As of right now Peloton stock is down more than 80% from its highs last year, and is still declining on its 52-week low of $29.11 on Tuesday. But the companies CEO and other executives sold millions of shares at prices over $100 a share just before its big decline.
The big selling started when the stock started surging past $80 a share in the fall of 2020, and gained momentum in 2021 as the stock held above $100, the filings show.
Due to Covid-19 with gyms being closed Peloton shares soared as sales and subscribers grew. Consumers swept up to the product , looking for ways to get their cardio in without the hassle of a gym membership. To meet the strong demand, Peloton invested lots in its business, trying to ramp up manufacturing and order fulfillment.

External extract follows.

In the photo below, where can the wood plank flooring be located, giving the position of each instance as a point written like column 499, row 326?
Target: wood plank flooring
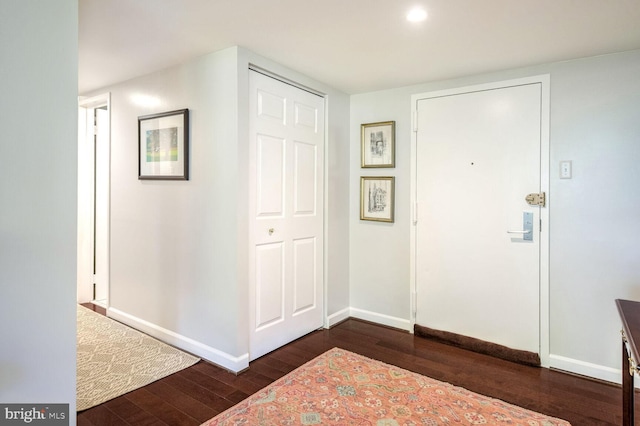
column 194, row 395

John Foley, the company’s CEO and co-founder, sold $119 million worth of stock starting in November 2020, according to SmartInsider. The sales were part of a prearranged 10b5-1 plan to “sell a limited amount of the company’s shares for personal financial management purposes,” according to a SEC filing.
Although it was a predetermined plan that called for selling up to 2.4 million shares through October 2022, However, Foley notified the board that he had terminated the selling plan on Aug. 30, 2021, after selling a total of 1 million shares. He did not give a reason for the termination, but on Nov. 4, 2021, the companies sales forecast tumbled and with that the shares tumbled.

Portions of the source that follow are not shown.